10.1111/j.1476-5381.2011.01468.x

PMID

21557730

PMCID

PMC3188914

Abstract

Background and purpose: Muscarinic toxins (MTs) are snake venom peptides named for their ability to interfere with ligand binding to muscarinic acetylcholine receptors (mAChRs). Recent data infer that these toxins may have other G-protein coupled receptor targets than the mAChRs. The purpose of this study was to systematically investigate the interactions of MTs with the adrenoceptor family members. Experimental approach: We studied the interaction of four common MTs, MT1, -3, -7 and -α with cloned receptors expressed in insect cells by radioligand binding.
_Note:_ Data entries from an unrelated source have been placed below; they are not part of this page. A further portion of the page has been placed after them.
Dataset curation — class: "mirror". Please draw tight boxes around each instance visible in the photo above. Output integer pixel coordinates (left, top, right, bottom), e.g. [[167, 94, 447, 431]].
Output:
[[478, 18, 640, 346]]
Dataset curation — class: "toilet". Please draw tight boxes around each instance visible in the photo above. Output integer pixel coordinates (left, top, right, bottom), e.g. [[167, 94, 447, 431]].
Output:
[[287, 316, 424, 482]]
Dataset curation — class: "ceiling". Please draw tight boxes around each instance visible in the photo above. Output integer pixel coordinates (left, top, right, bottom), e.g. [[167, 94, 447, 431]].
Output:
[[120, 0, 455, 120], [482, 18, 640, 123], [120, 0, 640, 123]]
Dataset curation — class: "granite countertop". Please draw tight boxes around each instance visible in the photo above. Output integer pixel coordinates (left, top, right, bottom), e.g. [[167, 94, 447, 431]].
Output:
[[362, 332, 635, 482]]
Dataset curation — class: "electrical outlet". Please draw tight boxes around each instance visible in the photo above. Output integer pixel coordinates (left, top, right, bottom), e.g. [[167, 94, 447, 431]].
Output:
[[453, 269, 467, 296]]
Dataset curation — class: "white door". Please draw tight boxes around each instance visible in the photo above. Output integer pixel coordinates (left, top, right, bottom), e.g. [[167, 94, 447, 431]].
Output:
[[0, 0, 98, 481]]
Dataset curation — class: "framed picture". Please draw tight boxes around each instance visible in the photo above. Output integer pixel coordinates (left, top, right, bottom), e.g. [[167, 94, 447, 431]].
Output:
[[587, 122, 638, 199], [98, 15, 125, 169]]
Toxins showing modest to high affinity interactions with adrenoceptors were additionally tested for effects on functional receptor responses by way of inhibition of agonist-induced Ca(2+) increases. Key results: All MTs behaved non-competitively in radioligand displacement binding. MT1 displayed higher binding affinity for the human α(2B) -adrenoceptor (IC(50) = 2.3 nM) as compared to muscarinic receptors (IC(50) ≥ 100 nM). MT3 appeared to have a broad spectrum of targets showing high affinity binding (IC(50) = 1-10 nM) to M(4) mAChR, α(1A) -, α(1D) - and α(2A) -adrenoceptors, and lower affinity binding (IC(50) ≥ 25 nM) to α(1B) - and α(2C) -adrenoceptors and M(1) mAChR. MT7 did not detectably bind to other receptors than M(1) , and MTα was specific for the α(2B) -adrenoceptor. None of the toxins showed effects on β(1) - or β(2) -adrenoceptors. Conclusions and implications: Some of the MTs previously found to interact predominantly with mAChRs were shown to bind with high affinity to selected adrenoceptor subtypes. This renders these peptide toxins useful for engineering selective ligands to target various adrenoceptors.